Thoughtful adjustment of program parameters increased the percentage of assembled transcripts that matched known C. elegans sequences, decreased mis-assembly rates (i.e., cis- and trans-chimeras), and improved the coverage of the geneset. The optimized protocol was used to update de novo transcriptome assemblies from nine parasitic nematode species, including important pathogens of humans and domestic animals. Our assemblies indicated AS rates in the range of 20-30%, typically with 2-3 transcripts per AS locus, depending on the species. Transcript isoforms from the nine species were translated and searched for similarity to known proteins and functional domains. Some 21 InterPro domains, including several involved in nucleotide and chromatin binding, were statistically correlated with AS genetic loci. In most cases, the Roche/454 data explored in this study are the only sequences available from the species in question; however, the recently published genome of the human hookworm Necator americanus provided an additional opportunity to validate our results.
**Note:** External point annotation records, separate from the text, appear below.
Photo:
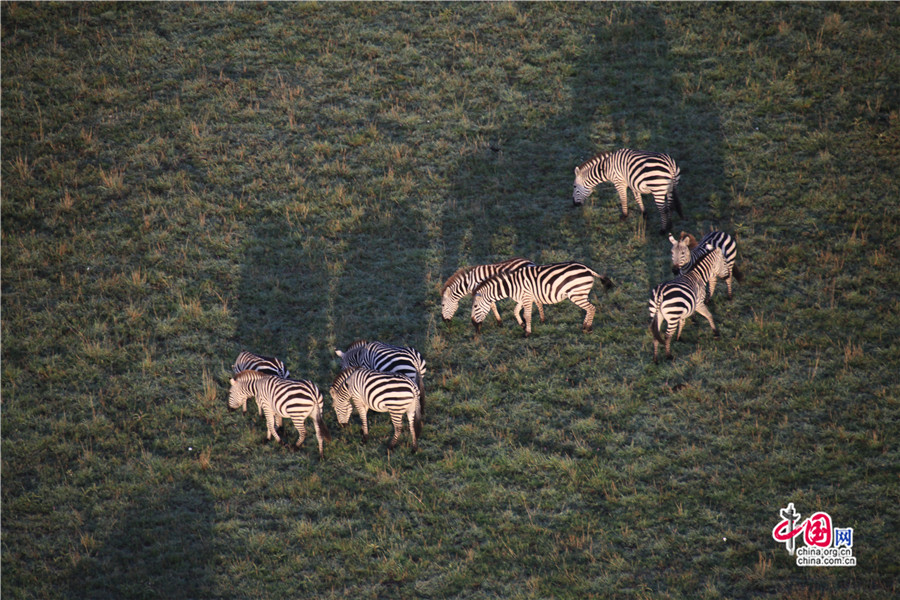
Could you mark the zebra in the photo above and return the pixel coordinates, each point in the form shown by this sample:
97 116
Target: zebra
379 356
675 300
381 392
686 252
644 172
247 361
467 279
282 398
546 284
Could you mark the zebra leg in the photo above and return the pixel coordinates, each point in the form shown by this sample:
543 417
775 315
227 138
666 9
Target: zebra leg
637 198
583 302
517 310
411 417
669 332
270 426
397 421
701 308
665 223
363 417
496 313
300 424
622 189
528 309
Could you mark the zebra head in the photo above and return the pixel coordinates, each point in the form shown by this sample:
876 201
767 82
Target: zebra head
481 306
340 396
581 191
239 393
449 304
681 252
452 291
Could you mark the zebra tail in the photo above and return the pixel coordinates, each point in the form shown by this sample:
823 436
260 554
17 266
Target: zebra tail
326 435
604 279
656 322
417 426
421 385
676 203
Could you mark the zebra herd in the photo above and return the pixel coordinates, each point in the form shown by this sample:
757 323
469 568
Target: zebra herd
374 376
380 377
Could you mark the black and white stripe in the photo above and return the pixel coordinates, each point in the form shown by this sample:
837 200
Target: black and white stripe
281 398
546 284
643 172
686 252
248 361
382 392
675 300
379 356
466 279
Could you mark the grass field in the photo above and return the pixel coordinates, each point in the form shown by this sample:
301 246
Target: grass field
184 181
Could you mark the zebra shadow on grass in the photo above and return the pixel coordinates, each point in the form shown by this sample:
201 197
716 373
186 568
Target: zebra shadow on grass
160 548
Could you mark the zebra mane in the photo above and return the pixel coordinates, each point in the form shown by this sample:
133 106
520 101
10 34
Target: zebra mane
343 375
593 161
357 344
691 240
460 273
484 282
249 375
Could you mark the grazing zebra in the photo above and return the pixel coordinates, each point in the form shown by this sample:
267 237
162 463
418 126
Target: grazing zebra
381 392
675 300
379 356
644 172
466 279
686 252
247 361
281 398
546 284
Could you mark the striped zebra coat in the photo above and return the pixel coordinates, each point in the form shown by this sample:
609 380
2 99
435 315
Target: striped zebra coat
686 252
675 300
642 172
282 398
382 392
379 356
546 284
466 279
247 361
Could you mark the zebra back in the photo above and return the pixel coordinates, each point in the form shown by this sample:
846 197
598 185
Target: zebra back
375 390
263 364
387 358
640 169
466 279
282 398
380 356
687 251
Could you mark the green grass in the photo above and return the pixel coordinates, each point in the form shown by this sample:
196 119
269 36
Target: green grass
185 181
Our optimized assembly parameters facilitated the first survey of AS among parasitic nematodes. The nine transcriptome assemblies, their protein translations, and basic annotations are available from Nematode.net as a resource for the research community. These should be useful for studies of specific genes and gene families of interest as well as for curating draft genome assemblies as they become available.
mRNA 的可变剪接(AS)是真核生物增强基因组复杂性的重要机制。同一基因的剪接异构体具有不同的分子和生物学功能,并且通常在不同的组织、时间和条件下差异表达。因此,AS 对研究具有复杂生命周期的寄生线虫具有重要意义。许多物种都有转录组数据集,但必须使用带有剪接感知组装协议的数据进行重新审查,以促进对蠕形动物的 AS 研究。
我们使用 454/Roche 技术对模式蠕虫秀丽隐杆线虫的 cDNA 进行测序,作为实验数据集。使用 Newbler 软件对读取进行组装,调用 cDNA 选项。测试了几种参数组合,并通过与先前报道的秀丽隐杆线虫基因和转录本异构体以及与 Illumina RNAseq 数据的比较来验证组装的转录本。
明智地调整程序参数可以提高与已知秀丽隐杆线虫序列匹配的组装转录本的百分比,降低错误组装率(即顺式和反式嵌合体),并提高基因集的覆盖率。优化后的方案用于更新来自 9 种寄生线虫物种的从头转录组组装,包括人类和家畜的重要病原体。我们的组装表明,AS 率在 20-30%之间,具体取决于物种,每个 AS 基因座通常有 2-3 个转录本。来自 9 个物种的转录本异构体被翻译并搜索与已知蛋白质和功能域的相似性。约 21 个 InterPro 结构域,包括几个涉及核苷酸和染色质结合的结构域,与 AS 遗传基因座呈统计学相关。在大多数情况下,本研究中探索的 Roche/454 数据是有关物种唯一可用的序列;然而,最近发表的人类钩虫 Necator americanus 基因组为验证我们的结果提供了另一个机会。
我们优化的组装参数促进了寄生线虫中 AS 的首次调查。九个转录组组装、它们的蛋白质翻译和基本注释可从 Nematode.net 获得,作为研究社区的资源。这些对于研究特定基因和基因家族以及在可用时整理草案基因组组装都将非常有用。